설명
During large-scale manufacturing of biologics, nucleases are widely employed for targeted removal of host cell residual DNA. The activity level of these nucleases directly impacts product safety and quality control. Therefore, reliable detection methods are essential for: quality verification of nuclease raw materials, precise calibration of dosing, stability monitoring during storage and usage, and detection of residual nuclease impurities in final products. This testing step has become a critical component of the quality control system for biologics.
This kit utilizes a specially designed, highly sensitive fluorescent substrate to provide a stable, direct, and user-friendly solution for nuclease activity quality control, capable of meeting diverse testing requirements.
The kit enables highly sensitive detection of multiple non-specific nucleases. It includes a separately packaged, high-concentration NaCl reagent, allowing flexible adjustment of salt concentration in the reaction system according to the optimal conditions of different nucleases, thereby ensuring assay specificity and accuracy.
The kit employs a simplified, standardized workflow: test samples are serially diluted, then co-incubated with the fluorescent substrate at a constant temperature for 5–60 minutes. After adding stop solution to quench the reaction, fluorescence intensity is measured using a fluorescence detection instrument. Nuclease activity is quantified based on a linear regression curve generated from a series of standard references. Results are expressed as the amount of fluorescent product generated per unit time, providing a direct readout of enzyme activity.

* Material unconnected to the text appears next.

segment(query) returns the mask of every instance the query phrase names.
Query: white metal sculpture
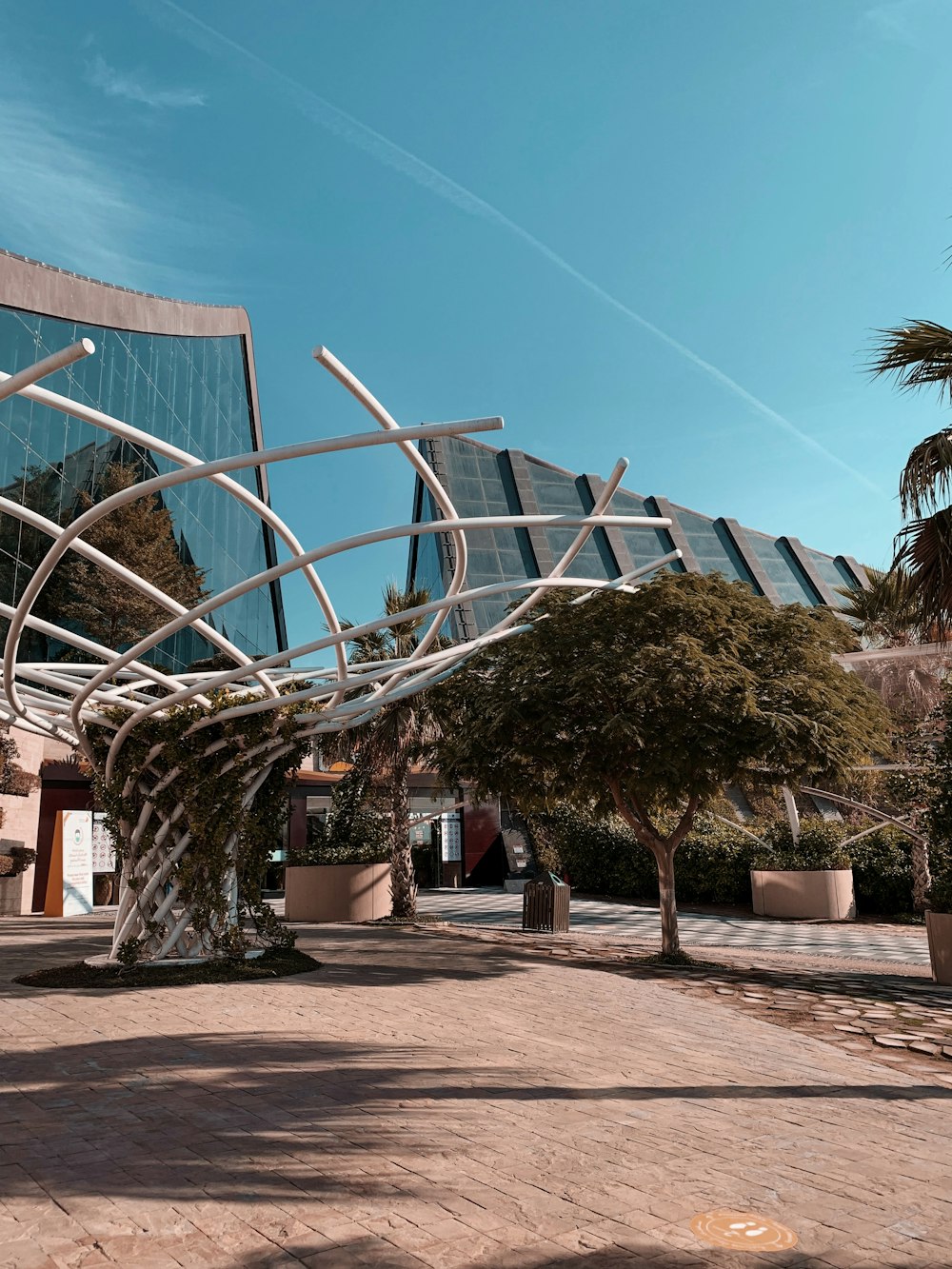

This kit uses an endpoint detection method, eliminating the need for complex kinetic analyses such as 4-parameter logistic (4-PL) curve fitting, significantly improving testing efficiency and enabling high-throughput screening applications. Following reaction termination, the fluorescent signal remains stable for at least 10 minutes and is compatible with mainstream fluorescence detection platforms—including fluorescence microplate readers, real-time fluorescent PCR instruments, and fluorescent micro-spectrophotometers—accommodating various laboratory equipment configurations.
Specifications
|
Cat NO. |
41315ES96 / 41315ES97 |
|
Size |
96 T / 480 T |
Components
|
Components No. |
Name |
41315ES96 |
41315ES97 |
|
41315-A |
FAM Reference Standards |
100 μL |
200 μL |
|
41315-B |
Nuclease Substrate |
200 μL |
1 mL |
|
41315-C |
10X Buffer (Low Salt) |
2 mL |
10 mL |
|
41315-D |
Nuclease-Free Water |
10 mL |
30 mL |
|
41315-E |
4.5 M NaCl |
2 mL |
10 mL |
|
41315-F |
Stop Solution |
5 mL |
25 mL |
Storage
All components are shipped on dry ice.This product should be stored at -25~-15℃ protected from light for 1 year.
Self-provided materials
1. Nuclease-free pipettes, tips, microcentrifuge tubes, and black opaque-bottom 96-well microplates.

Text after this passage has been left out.